David L. Chicoine, PhD became the 19th president of South Dakota State University in January 2007, the third alumnus to serve as president of the state’s Morrill Act land-grant university and its largest comprehensive university. As a policy economist in state and local public finance and rural economics, Professor Chicoine has been the co-author or co-editor of four books and has published more 100 academic journal articles, book chapters and professional papers. He serves on the board of directors of Growth Partnership, Ltd., the public-private partnership developing the SDSU Innovation Campus research park and as an ex-officio member of the board of managers of South Dakota Innovation Partners, LLC, that provides pre-seed capital and business development services to launch new research-derived, technology-based start-up projects. He is an independent director on the Monsanto Company board. Prior to his appointment as president, Chicoine served the University of Illinois for 30 years as a professor of agricultural economics, department head (1988-1995), dean of the College of Agriculture, Consumer and Environmental Sciences (1995-2001) and vice president for technology and economic development (2001-2007). A native of Elk Point, S.D., Chicoine earned his bachelor of science degree in economics from SDSU in 1969 and is a previous recipient of the Department of Economics Distinguished Alumnus Award. He completed master’s degrees from the University of Delaware and from Western Illinois University and his Ph.D. from the University of Illinois.

Karl Schmidt

Karl Schmidt
on Designing a Home Scale Food Forest

Karl J. Schmidt is founder of Glacial Lakes Permaculture, an educational non-profit based in Estelline, South Dakota. He received his training in permaculture, a design system for ecological and sustainable living, in Australia from Bill Mollison, the co-founder of the permaculture concept. He has also done permaculture training in Brazil. Karl has a particular interest in cold climate food forest design, and during Plain Green 08 won the Grand Prize in the Plain Action category of the ‘Do You Dream in Green?’ design competition for his half-acre food forest design for the northern plains. Nights and weekends he is a practicing permaculturist and an SDSU Extension Master Gardener; in the recent past, Karl has collaborated with other local permaculturists in offering ‘town talks’ and weekend workshops.

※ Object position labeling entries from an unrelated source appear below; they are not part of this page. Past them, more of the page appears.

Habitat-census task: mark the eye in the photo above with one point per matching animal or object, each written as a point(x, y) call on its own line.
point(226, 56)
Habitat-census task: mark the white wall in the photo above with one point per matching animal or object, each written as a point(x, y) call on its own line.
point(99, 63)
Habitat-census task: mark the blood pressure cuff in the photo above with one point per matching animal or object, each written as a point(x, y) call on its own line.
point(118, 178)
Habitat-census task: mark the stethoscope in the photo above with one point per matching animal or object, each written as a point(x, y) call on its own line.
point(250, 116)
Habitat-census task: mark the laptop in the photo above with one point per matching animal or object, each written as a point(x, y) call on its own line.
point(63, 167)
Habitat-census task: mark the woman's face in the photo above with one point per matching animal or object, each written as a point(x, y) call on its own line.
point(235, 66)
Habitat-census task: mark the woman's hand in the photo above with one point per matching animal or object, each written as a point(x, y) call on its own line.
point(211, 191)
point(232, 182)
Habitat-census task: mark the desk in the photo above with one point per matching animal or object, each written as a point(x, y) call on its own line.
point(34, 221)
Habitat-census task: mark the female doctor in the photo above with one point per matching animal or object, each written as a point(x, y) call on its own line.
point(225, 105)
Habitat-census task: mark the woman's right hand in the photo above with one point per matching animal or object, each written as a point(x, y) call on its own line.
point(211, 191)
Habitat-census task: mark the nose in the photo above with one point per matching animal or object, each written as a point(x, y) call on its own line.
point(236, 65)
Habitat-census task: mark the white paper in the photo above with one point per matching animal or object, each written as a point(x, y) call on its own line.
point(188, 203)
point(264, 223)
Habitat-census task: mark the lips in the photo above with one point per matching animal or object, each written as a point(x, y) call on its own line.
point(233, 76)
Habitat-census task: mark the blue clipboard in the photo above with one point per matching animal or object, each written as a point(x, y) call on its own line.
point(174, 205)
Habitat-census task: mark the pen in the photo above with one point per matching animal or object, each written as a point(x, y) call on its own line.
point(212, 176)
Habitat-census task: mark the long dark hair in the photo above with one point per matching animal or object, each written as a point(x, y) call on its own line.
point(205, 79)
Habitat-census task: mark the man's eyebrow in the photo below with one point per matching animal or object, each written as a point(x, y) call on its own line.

By day, Karl is director of international affairs at SDSU where, among other efforts, he oversees the university’s many exchange and study abroad programs. He is an experienced classroom teacher, having taught at the university-level for 20 years; he recently taught a course entitled ‘Global Environmental Issues’ at SDSU and is working on developing additional sustainability-related study abroad opportunities for students at the university. One such international project involves collaborating with the ICPPC-Ecocenter in Stryszów, Poland in developing student service-learning opportunities.